Чернила в молоке

Она появилась в его жизни совсем недавно. Черно-белая, молчаливая, с русалочьими глазами и звонкой россыпью веснушек по всему лицу и – о Боже!  – наверное, телу. Она как-то совершенно невероятно пахла: ананасом и чернилами, обнадеживающей мягкостью кашемира, далекой и невнятной музыкой городских улиц. Она просто ходила мимо него, и никогда не смотрела – но каждый удар её каблука по мраморному полу вестибюля бил больно и прямо в сердце. «Интересно, чья она? - думал он. – Она также не может быть ничьей, как не способна стать моей. Никогда», - и это слово жгло, как крапивный сок.

По улицам бежали потоки весенней воды – или весенней грязи – люди были понуры и иногда раздражены, а он все думал и думал о ней, как будто ему было четырнадцать. Будто прежде он не знал о том, что существуют женщины, и вдруг заметил это. Беда была в том, что на самом деле он был прекрасно осведомлен о присутствии на планете прекрасного пола, и уже успел построить свою жизнь, свой счастливый и крепко держащий в объятьях повседневности уголок. Он уже давно дарил любовь, и был любим, но она ходила мимо и ее золотые веснушки сыпались, как дерзкие упреки…  И, увы, с этим ничего нельзя было поделать.

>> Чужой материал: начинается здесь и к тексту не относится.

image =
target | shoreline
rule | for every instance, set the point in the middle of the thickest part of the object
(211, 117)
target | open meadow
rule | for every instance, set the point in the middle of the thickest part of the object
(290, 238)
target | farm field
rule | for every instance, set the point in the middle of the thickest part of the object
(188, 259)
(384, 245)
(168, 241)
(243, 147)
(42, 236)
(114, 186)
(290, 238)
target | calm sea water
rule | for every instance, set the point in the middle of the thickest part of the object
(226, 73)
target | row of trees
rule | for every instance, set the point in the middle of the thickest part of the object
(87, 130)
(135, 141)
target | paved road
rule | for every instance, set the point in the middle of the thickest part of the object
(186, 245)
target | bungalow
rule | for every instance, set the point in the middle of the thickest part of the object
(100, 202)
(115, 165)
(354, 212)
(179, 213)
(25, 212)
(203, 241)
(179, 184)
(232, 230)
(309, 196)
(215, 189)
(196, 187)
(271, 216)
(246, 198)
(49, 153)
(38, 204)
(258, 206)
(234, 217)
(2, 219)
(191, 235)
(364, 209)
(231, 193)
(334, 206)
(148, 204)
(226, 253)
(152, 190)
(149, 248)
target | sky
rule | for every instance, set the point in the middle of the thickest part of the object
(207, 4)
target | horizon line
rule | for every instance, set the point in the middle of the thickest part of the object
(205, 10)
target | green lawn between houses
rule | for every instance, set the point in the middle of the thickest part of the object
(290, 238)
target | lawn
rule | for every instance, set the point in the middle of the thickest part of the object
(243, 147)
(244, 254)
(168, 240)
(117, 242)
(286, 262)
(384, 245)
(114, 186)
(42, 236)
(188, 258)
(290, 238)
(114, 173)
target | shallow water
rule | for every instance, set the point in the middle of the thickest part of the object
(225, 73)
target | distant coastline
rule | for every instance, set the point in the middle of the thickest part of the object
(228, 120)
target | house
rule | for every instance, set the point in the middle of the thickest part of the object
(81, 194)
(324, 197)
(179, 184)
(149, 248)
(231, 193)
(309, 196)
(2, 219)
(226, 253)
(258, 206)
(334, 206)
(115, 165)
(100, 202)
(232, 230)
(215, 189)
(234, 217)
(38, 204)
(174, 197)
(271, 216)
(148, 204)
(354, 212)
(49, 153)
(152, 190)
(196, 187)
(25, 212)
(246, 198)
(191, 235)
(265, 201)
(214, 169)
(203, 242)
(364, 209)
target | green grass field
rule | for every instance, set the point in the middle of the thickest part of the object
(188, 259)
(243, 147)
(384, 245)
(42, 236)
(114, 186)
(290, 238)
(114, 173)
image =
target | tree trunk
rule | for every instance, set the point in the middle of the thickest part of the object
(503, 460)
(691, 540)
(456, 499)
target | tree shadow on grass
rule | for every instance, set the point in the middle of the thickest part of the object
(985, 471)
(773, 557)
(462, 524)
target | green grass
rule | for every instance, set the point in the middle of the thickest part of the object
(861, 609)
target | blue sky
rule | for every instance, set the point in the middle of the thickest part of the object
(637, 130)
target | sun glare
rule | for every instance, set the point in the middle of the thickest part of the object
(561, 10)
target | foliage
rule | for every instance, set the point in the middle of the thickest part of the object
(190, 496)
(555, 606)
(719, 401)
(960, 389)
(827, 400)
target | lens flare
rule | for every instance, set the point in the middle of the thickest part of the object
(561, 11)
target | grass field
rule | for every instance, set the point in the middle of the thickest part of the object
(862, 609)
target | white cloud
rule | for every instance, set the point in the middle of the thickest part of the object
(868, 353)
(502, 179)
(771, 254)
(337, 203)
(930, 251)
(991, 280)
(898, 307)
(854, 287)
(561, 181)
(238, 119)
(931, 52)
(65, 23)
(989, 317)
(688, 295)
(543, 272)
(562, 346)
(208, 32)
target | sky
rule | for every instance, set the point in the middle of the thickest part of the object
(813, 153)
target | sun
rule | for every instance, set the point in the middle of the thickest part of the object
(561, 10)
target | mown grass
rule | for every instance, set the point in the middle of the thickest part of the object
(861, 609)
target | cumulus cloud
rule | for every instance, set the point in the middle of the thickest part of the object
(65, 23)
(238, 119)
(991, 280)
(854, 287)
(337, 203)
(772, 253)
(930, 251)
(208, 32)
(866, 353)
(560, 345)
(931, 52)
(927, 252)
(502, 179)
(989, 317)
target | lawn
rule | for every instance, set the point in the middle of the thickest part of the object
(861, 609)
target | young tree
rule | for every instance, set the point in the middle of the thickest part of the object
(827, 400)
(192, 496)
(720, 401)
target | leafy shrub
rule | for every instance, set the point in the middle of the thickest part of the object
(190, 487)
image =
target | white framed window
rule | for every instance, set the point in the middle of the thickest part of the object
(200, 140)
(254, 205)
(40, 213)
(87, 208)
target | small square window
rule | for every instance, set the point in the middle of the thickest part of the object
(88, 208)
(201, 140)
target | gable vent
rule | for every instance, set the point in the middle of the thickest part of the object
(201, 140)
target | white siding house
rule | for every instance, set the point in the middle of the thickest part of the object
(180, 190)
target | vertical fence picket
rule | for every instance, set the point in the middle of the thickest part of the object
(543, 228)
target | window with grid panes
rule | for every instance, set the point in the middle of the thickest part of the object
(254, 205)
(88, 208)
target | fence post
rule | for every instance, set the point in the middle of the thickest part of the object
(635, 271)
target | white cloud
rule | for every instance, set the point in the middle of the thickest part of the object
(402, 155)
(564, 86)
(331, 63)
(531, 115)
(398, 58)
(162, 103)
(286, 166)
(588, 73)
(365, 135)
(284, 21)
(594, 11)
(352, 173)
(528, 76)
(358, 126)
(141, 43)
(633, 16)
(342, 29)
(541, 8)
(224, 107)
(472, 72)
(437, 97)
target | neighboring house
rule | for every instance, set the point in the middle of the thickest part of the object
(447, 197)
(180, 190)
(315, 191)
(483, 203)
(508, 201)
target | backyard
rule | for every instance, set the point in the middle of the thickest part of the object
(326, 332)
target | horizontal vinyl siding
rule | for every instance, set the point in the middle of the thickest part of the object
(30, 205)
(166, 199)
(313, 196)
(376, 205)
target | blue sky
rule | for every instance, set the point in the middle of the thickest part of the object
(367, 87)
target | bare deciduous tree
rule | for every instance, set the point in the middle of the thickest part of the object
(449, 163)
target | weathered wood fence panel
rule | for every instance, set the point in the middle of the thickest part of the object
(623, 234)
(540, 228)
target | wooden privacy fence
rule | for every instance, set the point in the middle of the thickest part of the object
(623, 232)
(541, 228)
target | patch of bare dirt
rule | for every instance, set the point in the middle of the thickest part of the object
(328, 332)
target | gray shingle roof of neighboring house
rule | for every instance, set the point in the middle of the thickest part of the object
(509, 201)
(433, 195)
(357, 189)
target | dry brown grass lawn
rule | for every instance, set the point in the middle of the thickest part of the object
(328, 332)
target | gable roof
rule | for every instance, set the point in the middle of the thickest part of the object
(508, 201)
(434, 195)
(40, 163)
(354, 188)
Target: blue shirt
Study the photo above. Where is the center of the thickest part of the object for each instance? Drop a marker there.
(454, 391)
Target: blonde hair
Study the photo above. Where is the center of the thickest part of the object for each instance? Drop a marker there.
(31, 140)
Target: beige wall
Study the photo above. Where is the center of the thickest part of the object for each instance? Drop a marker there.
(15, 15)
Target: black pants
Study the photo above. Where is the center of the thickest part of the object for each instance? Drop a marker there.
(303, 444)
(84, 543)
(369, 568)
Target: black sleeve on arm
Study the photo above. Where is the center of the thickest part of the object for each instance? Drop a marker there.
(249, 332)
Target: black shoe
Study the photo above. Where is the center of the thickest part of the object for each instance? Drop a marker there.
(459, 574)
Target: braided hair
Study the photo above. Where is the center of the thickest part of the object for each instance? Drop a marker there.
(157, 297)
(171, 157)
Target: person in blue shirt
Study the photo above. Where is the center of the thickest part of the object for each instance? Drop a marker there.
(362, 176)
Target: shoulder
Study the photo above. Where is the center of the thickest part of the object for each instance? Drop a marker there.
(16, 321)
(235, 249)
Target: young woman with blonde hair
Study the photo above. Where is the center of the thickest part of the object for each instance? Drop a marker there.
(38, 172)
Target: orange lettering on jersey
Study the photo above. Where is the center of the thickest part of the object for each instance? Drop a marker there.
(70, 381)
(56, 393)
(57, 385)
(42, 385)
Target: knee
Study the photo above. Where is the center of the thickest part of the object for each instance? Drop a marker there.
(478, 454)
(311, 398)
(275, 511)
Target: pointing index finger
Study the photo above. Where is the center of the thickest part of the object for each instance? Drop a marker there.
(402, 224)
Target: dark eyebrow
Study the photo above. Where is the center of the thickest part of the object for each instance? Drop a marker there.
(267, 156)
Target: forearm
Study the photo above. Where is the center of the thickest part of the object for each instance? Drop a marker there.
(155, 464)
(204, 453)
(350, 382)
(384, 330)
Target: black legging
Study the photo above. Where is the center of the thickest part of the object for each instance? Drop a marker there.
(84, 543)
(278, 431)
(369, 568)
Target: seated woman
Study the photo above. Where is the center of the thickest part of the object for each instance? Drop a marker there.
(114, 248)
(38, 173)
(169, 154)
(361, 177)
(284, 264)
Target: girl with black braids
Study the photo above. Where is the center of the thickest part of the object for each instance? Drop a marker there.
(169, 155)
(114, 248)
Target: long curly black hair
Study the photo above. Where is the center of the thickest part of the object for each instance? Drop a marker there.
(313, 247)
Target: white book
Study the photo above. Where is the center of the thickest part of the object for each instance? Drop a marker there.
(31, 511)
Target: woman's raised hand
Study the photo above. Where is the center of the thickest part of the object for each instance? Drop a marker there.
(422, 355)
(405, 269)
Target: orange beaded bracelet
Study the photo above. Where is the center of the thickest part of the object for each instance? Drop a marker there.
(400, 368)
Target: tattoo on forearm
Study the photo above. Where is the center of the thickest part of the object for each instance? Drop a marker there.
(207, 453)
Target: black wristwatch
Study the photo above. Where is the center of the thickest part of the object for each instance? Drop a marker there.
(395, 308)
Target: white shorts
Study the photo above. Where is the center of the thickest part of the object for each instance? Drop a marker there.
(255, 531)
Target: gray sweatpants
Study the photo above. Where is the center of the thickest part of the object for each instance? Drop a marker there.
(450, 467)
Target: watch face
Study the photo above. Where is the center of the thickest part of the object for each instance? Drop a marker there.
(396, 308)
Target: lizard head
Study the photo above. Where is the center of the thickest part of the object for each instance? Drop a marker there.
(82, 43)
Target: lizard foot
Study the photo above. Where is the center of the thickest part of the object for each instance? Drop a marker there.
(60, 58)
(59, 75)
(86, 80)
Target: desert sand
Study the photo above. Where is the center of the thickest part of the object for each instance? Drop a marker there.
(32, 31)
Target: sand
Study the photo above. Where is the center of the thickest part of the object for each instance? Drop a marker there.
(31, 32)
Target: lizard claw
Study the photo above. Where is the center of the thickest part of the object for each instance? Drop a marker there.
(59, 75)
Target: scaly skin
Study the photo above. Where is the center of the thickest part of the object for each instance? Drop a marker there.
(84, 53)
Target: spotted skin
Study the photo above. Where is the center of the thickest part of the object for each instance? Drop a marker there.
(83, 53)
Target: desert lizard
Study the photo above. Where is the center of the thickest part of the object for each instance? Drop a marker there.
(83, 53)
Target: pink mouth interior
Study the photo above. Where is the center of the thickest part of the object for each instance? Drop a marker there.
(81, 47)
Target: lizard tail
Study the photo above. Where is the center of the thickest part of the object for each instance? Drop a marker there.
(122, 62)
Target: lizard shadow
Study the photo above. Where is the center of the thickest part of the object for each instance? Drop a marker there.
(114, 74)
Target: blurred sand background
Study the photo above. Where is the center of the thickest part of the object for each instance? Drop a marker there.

«Женщины по утрам красят ресницы чёрной тушью, чтобы глаза казались больше и выразительнее, - думал он. – Кроме того, они пудрят носы, чтобы спрятать поры, надевают чулки, и очень переживают, если резинка сжимает бедро так, что оно напоминает колбасу на прилавке. У них слишком много секретов, и они хитры, как лисы. Порой они невероятно забавны, и тогда похожи на смеющихся младенцев. И обычно дико красивы.

А она – ещё красивее».
 
Однажды он увидел, как она подписывается в регистрационном листе. Он шел следом и следом же ставил свою подпись. Её росчерк был идеален. Черный на белом, он напоминал арабскую вязь с фризов мусульманских мечетей и был совершенно не читаем.  Как её зовут? Какая у неё фамилия? Подпись даже не намекала на это. Она только пахла химической пастой из дешевой ручки и дразнила загадочностью.
Тот вечер он просидел в сети, разглядывая арабскую каллиграфию. Каждый плавный изгиб удалял его от неё, потому что не имел никакого к ней отношения, но он будоражил сознание изящной красотой, как это каждое утро делала она, а потому что-то общее у них всё-таки было.

А потом она уволилась.

В то утро кто-то разлил – как будто это было возможно – молоко в вестибюле. Чернилами больше не пахло, пахло деревней или молочным отделом пошлого магазина продуктов. Больше не было теплого кашемира, вместо этого по холлу бегала со шваброй какая-то несносная женщина, чьё имя было, конечно же, Тётя Маша или Тётя Валя, и размазывала по мрамору белую жидкость. Повсюду стучала сотня каблуков, и этот звук раздражал, как раздражает кожу едкий крапивный сок.

Тогда-то он и узнал её имя, но больше оно не имело значения.

«Я должен бы сегодня попасть под машину, - думал он. – Или броситься под поезд в метро. Как в кино. Её больше нет, и я, по идее, должен не мочь без неё жить. Но я, конечно, не попаду ни под какую машину. Максимум, что может случиться, - меня обольют грязью, пока я буду переходить улицу. Как это бывало сотни раз до этого дня. А значит, он не отличается ничем от дней предыдущих. И, конечно же, я могу без неё жить, и, пожалуй, это – самое ужасное.

Ведь её – больше нет». 

В перерыве он пил кофе, кофе с молоком, и вкус у него был такой, будто это было то самое молоко, которое утром вытирала тряпкой Тётя Маша. Он заказал его лишь потому, что поверх взбитой пены бариста всегда посыпал рыжеватую корицу. Хотя и это теперь не имело никакого значения, ведь та, чьи веснушки ассоциировались у него с коричной пылью, перестала существовать.

И его, конечно, обдал весенней грязью на светофоре какой-то старенький Опель. Жизнь входила в привычную колею, выдолбленную, утрамбованную сотней похожих один на другой московских дней, в которых было все, кроме запаха чернил, арабской вязи и золотящихся веснушек.

Её звали
Инна Соловьёва.

А машина его всё-таки сбила, но через два года, и, к счастью, не насмерть.